Le propos de cet espace de pixel est d’arborer, avec inclination et par bien des sujets ; la musique des mots, leurs recels et leurs paysages.
Faire de ce vide-internet une forêt d’émaux et de mots, de visages et de maux, peut-être.
L’intention est d’en détacher des clairières, pleines des rayons du Soleil et de s’y attacher, comme l’on s’entiche d’éclaircie dans les plaines.

En cela, parler de voyages, converser poésie, discuter des comètes, éclairer phares et fards.
Les embraser ou les incendier…

Sans masques sinon ceux de la beauté, parler maquillage.
Les mirettes grandes ouvertes, de l’Astronomie.
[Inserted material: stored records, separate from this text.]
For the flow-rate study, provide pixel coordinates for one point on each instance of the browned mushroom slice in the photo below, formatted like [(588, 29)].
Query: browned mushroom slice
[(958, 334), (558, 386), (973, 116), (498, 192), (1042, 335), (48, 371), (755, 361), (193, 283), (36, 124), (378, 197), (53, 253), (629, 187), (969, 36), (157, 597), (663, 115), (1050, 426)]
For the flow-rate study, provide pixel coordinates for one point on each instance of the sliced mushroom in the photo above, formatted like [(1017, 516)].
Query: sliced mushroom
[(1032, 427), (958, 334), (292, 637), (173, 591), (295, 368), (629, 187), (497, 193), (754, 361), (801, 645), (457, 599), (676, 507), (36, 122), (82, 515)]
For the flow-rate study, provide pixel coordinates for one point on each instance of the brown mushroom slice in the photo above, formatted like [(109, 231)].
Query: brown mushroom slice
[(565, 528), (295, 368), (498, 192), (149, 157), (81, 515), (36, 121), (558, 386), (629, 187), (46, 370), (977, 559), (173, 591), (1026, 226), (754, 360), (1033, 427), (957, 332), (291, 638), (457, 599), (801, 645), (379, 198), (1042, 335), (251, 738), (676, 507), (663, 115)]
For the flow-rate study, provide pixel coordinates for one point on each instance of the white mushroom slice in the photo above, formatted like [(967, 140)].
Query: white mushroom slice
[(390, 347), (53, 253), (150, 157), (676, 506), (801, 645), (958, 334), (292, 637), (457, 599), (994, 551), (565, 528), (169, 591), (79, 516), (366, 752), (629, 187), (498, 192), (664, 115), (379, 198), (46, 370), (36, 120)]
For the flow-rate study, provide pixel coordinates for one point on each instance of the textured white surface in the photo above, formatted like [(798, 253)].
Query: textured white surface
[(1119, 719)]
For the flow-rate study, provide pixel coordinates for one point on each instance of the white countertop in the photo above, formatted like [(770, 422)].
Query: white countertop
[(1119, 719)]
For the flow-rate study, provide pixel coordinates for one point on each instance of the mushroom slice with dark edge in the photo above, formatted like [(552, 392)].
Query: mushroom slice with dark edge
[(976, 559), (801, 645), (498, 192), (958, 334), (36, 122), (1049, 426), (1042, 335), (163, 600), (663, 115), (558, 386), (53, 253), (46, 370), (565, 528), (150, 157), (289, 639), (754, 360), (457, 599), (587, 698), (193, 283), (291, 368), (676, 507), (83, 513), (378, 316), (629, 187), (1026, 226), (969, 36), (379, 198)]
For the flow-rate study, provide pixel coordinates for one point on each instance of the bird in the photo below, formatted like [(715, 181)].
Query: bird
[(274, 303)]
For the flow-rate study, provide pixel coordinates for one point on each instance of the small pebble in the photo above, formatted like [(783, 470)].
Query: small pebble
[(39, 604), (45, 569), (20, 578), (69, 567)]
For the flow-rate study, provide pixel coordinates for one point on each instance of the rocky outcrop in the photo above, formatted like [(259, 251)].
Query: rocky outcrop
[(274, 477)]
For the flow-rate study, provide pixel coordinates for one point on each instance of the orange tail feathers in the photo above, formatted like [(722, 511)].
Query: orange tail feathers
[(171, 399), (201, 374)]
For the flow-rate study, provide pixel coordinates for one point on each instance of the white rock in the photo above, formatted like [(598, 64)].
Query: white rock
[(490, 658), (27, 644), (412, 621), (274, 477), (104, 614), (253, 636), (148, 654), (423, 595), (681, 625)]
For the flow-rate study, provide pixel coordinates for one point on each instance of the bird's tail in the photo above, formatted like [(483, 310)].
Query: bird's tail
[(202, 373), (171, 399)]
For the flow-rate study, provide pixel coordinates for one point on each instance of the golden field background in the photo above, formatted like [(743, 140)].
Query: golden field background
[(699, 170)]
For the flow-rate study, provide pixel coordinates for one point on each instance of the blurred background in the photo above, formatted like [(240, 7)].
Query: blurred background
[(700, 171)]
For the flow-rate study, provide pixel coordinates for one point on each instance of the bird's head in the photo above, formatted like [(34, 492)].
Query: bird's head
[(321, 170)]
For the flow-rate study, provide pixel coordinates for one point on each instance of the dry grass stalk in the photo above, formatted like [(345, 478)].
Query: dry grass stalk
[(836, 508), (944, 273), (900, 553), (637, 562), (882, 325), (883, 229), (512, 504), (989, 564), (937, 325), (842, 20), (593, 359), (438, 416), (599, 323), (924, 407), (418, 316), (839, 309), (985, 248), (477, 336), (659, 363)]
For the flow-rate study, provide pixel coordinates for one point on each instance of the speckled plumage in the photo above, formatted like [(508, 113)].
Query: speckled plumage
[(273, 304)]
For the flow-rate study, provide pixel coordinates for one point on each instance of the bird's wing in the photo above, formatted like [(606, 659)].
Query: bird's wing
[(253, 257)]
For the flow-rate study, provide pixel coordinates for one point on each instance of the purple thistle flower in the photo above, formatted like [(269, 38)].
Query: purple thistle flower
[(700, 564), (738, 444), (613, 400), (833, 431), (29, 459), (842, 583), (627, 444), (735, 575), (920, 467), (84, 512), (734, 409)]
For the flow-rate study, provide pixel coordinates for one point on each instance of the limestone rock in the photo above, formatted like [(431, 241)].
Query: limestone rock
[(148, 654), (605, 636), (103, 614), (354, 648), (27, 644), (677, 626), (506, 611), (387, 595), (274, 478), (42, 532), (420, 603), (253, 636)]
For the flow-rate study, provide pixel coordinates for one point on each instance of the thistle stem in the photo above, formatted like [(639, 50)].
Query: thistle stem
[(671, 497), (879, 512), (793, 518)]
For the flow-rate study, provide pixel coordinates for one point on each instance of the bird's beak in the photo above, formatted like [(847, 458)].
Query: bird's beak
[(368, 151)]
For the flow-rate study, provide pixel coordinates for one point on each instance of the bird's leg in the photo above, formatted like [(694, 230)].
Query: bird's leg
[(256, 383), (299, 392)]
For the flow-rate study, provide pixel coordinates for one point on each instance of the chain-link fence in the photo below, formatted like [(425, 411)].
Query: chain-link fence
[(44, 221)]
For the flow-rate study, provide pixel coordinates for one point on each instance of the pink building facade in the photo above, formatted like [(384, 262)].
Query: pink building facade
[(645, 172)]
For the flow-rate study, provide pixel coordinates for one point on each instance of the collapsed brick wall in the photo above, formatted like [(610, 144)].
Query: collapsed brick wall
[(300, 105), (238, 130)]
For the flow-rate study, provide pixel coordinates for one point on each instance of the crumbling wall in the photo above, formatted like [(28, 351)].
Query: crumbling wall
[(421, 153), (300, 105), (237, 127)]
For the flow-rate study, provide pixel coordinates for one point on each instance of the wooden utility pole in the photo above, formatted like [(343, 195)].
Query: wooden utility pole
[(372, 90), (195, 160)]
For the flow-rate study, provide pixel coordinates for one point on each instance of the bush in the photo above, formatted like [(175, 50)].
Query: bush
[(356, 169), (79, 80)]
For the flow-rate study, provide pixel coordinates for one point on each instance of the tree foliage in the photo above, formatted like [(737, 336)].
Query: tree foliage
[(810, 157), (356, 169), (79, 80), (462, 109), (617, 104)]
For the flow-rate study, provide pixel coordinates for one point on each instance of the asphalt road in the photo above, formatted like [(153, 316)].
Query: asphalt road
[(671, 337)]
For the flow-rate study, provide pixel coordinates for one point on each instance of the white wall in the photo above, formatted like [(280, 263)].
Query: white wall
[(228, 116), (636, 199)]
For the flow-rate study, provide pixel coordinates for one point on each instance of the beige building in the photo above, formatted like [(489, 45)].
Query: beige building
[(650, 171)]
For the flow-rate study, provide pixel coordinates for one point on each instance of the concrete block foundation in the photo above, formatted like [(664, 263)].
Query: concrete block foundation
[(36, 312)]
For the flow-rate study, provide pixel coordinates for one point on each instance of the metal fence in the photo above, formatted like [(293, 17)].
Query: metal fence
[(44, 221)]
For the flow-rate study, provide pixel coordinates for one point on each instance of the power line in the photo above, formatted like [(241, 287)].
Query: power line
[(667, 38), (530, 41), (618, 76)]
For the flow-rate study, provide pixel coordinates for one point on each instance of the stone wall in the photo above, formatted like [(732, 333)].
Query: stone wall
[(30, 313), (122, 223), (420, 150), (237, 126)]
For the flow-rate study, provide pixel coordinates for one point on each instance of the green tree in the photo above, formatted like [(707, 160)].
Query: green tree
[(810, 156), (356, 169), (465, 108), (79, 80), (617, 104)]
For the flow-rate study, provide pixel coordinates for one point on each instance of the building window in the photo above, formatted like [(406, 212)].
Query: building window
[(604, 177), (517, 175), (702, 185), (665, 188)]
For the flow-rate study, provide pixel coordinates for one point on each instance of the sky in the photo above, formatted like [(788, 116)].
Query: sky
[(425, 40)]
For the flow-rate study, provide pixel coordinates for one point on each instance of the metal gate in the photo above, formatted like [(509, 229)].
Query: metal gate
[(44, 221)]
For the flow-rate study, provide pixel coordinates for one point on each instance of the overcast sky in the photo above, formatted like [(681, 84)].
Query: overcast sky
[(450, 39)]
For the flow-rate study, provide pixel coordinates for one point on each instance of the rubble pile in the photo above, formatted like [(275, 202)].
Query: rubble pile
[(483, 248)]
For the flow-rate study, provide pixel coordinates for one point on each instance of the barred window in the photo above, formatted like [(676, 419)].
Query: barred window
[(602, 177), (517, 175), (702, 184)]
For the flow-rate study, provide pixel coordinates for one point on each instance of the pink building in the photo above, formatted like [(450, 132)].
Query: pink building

Aussi.
Parfois murmurer des recettes, et à l’occasion, avouer des avis, une opinion qui épicera le Monde
ou qui rendra doux un quotidien trop certain qui ne s’épanouit qu’en ronde.

Ressentir la pluie, comprendre les riens et s’éprendre du tout, du rien donc du tout.
Chercher le tout jusqu’au tout petit rien.

Trouver quelque chose à chercher, sans cesse, discerner ce quelque chose dans le ciel.
Celui qui vous fait lever les yeux ; ne serait-ce pas l’Appel ?

Simplement donc,
appeler le vent et entendre la caresse de la mer, au loin, pour de bon, pour du bien.
Traverser les murs, les routes et les espaces, l’instant d’un espace.
Contacter les flots de la vie comme l’on s’éprend au contact du bois.
En ressentir sa force, son âge, les veines de l’esprit.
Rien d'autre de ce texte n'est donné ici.